Seattle's mayor is set to sign a new city budget cutting the police department's funding by 18%

Seattle Police officers block a street as city crews dismantle the Capitol Hill Organized Protest (CHOP) area outside of the Seattle Police Department's vacated East Precinct on July 1, 2020.

(CNN)Seattle Mayor Jenny Durkan plans to sign a new city budget that includes an 18% cut to the city's police department funding, according to a statement issued by her office Tuesday.

A vote by the Seattle City Council approved the budget Monday 8-1, with Councilmember Kshama Sawant voting against. She had pushed for the full 50% cut to the police budget that protesters had demanded over the summer following the death of George Floyd in Minneapolis.
The budget comes after months of clashes between police and demonstrators that included the takeover of a precinct in the city's Capitol Hill neighborhood. Since then, scores of officers have resigned, and the former chief of the department retired amid proposals to defund the Seattle Police Department.
    "I applaud the City Council for taking a more deliberate and measured approach to the 2021 Seattle Police Department budget than occurred this summer which led to the resignation of former SPD Chief Carmen Best," Durkan said in a written statement issued by her office.

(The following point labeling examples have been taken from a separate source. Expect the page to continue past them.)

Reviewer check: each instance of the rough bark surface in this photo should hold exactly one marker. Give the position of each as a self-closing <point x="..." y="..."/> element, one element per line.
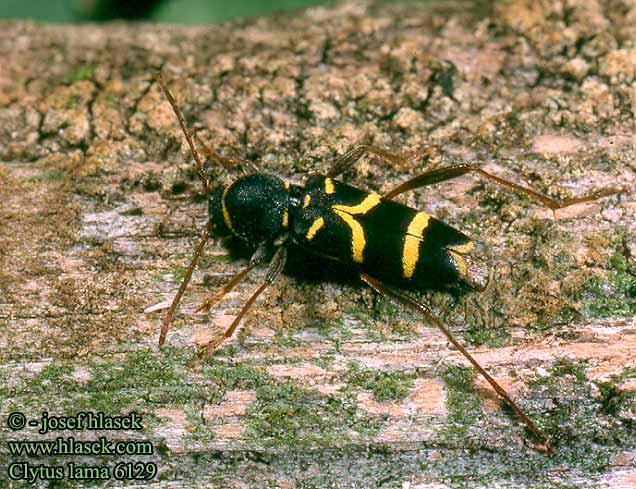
<point x="326" y="385"/>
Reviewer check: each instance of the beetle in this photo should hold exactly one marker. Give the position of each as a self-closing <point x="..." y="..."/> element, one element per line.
<point x="389" y="245"/>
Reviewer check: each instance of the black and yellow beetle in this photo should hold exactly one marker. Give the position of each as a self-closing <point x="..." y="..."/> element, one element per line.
<point x="387" y="243"/>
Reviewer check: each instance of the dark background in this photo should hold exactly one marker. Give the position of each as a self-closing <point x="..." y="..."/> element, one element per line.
<point x="174" y="11"/>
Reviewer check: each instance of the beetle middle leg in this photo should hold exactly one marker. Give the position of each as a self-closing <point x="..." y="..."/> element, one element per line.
<point x="416" y="306"/>
<point x="350" y="157"/>
<point x="275" y="268"/>
<point x="453" y="171"/>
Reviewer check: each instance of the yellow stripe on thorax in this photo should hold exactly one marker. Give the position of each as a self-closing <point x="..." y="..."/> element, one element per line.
<point x="457" y="253"/>
<point x="369" y="202"/>
<point x="346" y="213"/>
<point x="412" y="240"/>
<point x="314" y="228"/>
<point x="358" y="242"/>
<point x="226" y="214"/>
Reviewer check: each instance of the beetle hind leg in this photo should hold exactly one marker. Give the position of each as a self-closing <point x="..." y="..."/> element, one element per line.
<point x="453" y="171"/>
<point x="416" y="306"/>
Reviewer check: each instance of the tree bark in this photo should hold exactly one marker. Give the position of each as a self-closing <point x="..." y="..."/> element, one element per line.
<point x="325" y="385"/>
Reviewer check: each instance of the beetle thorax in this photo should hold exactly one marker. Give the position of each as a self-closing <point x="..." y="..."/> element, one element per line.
<point x="254" y="208"/>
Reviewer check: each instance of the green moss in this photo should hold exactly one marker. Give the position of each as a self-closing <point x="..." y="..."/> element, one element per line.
<point x="73" y="100"/>
<point x="233" y="376"/>
<point x="481" y="335"/>
<point x="51" y="175"/>
<point x="615" y="294"/>
<point x="288" y="416"/>
<point x="85" y="72"/>
<point x="384" y="385"/>
<point x="462" y="401"/>
<point x="179" y="274"/>
<point x="572" y="415"/>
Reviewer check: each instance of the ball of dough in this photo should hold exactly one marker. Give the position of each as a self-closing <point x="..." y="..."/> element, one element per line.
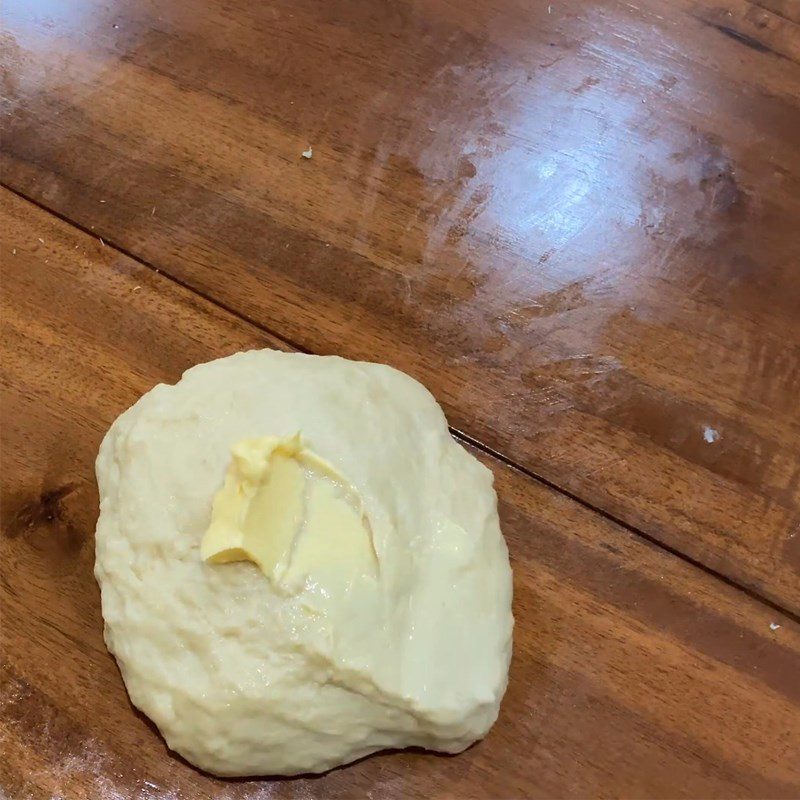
<point x="243" y="678"/>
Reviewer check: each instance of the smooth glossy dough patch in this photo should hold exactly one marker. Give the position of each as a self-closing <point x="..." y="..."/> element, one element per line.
<point x="299" y="566"/>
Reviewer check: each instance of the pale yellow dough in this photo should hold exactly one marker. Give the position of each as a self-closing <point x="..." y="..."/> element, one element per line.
<point x="355" y="593"/>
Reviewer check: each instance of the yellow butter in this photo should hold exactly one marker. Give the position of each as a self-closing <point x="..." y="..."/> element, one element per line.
<point x="290" y="512"/>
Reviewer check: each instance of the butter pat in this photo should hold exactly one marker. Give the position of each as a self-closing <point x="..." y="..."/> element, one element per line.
<point x="290" y="512"/>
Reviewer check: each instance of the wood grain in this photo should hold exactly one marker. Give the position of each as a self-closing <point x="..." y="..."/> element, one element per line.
<point x="576" y="222"/>
<point x="634" y="673"/>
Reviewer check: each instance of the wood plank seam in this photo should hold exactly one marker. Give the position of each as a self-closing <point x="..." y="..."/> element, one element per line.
<point x="462" y="436"/>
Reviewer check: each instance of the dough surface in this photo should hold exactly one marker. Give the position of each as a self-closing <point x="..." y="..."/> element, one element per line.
<point x="242" y="679"/>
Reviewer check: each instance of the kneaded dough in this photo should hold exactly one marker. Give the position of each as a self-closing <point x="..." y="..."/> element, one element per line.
<point x="242" y="679"/>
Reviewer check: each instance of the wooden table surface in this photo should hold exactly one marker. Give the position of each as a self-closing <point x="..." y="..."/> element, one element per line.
<point x="578" y="223"/>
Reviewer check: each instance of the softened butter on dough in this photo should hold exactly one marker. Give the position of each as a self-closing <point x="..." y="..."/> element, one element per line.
<point x="320" y="656"/>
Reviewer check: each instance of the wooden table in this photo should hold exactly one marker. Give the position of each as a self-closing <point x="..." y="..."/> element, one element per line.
<point x="578" y="223"/>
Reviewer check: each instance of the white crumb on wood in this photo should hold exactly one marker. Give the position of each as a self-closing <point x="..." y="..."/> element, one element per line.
<point x="711" y="435"/>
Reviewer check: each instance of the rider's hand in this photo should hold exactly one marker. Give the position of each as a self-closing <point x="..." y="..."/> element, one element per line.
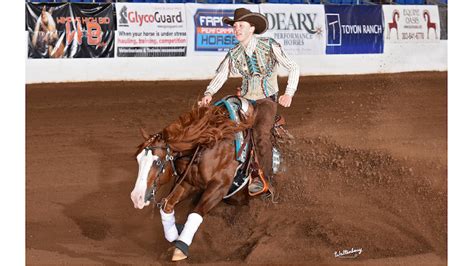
<point x="205" y="100"/>
<point x="285" y="100"/>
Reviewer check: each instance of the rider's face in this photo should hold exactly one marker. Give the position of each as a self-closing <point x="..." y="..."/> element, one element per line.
<point x="243" y="31"/>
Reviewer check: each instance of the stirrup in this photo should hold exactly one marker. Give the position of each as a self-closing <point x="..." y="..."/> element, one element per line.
<point x="265" y="186"/>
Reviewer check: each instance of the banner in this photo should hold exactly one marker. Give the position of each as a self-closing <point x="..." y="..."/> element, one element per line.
<point x="151" y="30"/>
<point x="300" y="29"/>
<point x="70" y="30"/>
<point x="210" y="33"/>
<point x="411" y="23"/>
<point x="443" y="21"/>
<point x="354" y="29"/>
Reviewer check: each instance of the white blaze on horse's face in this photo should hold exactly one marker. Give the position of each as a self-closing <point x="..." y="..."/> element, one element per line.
<point x="145" y="161"/>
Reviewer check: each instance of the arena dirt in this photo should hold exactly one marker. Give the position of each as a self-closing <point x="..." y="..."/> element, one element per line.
<point x="367" y="169"/>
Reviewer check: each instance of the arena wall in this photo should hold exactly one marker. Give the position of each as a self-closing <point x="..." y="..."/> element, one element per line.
<point x="397" y="58"/>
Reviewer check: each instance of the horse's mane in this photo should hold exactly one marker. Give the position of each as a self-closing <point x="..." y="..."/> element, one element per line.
<point x="203" y="126"/>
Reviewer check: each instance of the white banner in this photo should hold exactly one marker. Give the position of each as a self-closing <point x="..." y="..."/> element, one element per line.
<point x="151" y="30"/>
<point x="411" y="23"/>
<point x="210" y="36"/>
<point x="300" y="29"/>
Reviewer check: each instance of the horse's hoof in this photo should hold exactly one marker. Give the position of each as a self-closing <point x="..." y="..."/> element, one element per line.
<point x="178" y="255"/>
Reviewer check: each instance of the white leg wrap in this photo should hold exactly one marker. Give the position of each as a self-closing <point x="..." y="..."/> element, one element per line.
<point x="169" y="226"/>
<point x="190" y="228"/>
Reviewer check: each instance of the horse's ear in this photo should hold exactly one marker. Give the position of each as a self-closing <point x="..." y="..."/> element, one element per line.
<point x="144" y="134"/>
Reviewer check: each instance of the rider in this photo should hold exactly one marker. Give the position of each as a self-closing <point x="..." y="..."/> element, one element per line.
<point x="255" y="59"/>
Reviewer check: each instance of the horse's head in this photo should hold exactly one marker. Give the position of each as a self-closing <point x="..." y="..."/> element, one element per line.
<point x="154" y="169"/>
<point x="48" y="26"/>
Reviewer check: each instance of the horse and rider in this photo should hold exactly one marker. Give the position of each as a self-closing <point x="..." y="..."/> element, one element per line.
<point x="198" y="150"/>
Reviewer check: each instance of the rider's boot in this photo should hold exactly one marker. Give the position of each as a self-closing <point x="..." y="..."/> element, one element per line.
<point x="258" y="183"/>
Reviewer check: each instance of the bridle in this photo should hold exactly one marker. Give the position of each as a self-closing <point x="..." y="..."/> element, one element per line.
<point x="161" y="165"/>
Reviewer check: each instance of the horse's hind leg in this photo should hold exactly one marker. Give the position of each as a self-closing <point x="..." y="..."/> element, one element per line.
<point x="167" y="213"/>
<point x="213" y="194"/>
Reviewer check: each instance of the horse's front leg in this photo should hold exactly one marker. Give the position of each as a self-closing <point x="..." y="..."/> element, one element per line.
<point x="213" y="194"/>
<point x="167" y="212"/>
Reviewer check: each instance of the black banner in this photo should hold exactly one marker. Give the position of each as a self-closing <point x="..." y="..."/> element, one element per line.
<point x="443" y="20"/>
<point x="70" y="30"/>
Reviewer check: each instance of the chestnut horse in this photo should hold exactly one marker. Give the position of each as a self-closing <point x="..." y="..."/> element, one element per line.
<point x="198" y="151"/>
<point x="46" y="39"/>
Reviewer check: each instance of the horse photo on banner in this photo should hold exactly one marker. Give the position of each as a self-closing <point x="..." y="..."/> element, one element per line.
<point x="412" y="23"/>
<point x="211" y="35"/>
<point x="70" y="30"/>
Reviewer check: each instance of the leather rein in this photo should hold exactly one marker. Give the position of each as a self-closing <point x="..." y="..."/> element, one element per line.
<point x="161" y="165"/>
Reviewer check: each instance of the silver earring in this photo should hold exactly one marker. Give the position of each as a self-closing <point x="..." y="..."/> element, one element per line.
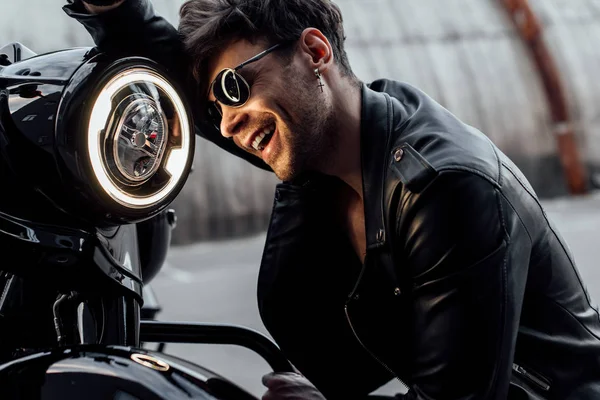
<point x="318" y="74"/>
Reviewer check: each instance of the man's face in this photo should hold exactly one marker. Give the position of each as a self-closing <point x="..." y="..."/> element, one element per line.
<point x="286" y="119"/>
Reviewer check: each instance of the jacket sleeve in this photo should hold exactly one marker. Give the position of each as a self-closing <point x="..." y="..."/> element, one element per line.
<point x="134" y="29"/>
<point x="465" y="254"/>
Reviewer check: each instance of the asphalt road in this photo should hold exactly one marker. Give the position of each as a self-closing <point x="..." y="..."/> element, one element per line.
<point x="216" y="282"/>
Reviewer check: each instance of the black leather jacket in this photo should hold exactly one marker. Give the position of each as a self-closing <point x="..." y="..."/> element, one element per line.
<point x="467" y="291"/>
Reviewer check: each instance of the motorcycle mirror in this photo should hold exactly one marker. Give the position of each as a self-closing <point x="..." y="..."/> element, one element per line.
<point x="14" y="52"/>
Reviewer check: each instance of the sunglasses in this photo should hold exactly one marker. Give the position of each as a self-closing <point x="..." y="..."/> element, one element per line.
<point x="231" y="89"/>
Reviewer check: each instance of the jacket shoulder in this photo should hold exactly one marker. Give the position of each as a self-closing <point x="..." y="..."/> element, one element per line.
<point x="428" y="139"/>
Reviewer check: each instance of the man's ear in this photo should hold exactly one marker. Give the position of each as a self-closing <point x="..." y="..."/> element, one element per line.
<point x="317" y="48"/>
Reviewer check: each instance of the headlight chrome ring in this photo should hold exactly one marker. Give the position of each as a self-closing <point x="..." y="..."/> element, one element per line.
<point x="138" y="138"/>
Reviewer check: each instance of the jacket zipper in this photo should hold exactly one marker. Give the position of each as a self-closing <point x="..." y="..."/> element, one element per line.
<point x="384" y="365"/>
<point x="532" y="377"/>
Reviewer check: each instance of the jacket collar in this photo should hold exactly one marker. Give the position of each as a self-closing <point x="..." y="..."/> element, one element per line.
<point x="375" y="133"/>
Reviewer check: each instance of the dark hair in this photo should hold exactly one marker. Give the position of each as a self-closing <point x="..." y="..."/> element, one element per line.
<point x="208" y="25"/>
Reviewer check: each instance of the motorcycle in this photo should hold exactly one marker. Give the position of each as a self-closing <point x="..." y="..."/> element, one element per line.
<point x="93" y="150"/>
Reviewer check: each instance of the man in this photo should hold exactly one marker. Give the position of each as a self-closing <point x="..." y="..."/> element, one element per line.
<point x="403" y="244"/>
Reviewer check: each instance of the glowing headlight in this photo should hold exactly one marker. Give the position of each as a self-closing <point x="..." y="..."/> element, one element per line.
<point x="137" y="138"/>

    What led up to the budget cut

    In June, demonstrations in the Capitol Hill neighborhood, on the east side of the city, grew to include the takeover of the East Police Precinct, creating the Capitol Hill Organized Protest Area or CHOP, which became inaccessible by vehicle, limiting emergency responses to the area.
    Various incidents, including the fatal shooting of a man and a female protester being run over, took place in the area before police dispersed the occupation after several weeks.
    A person holds flowers as demonstrators clash with police near the Seattle Police Departments East Precinct.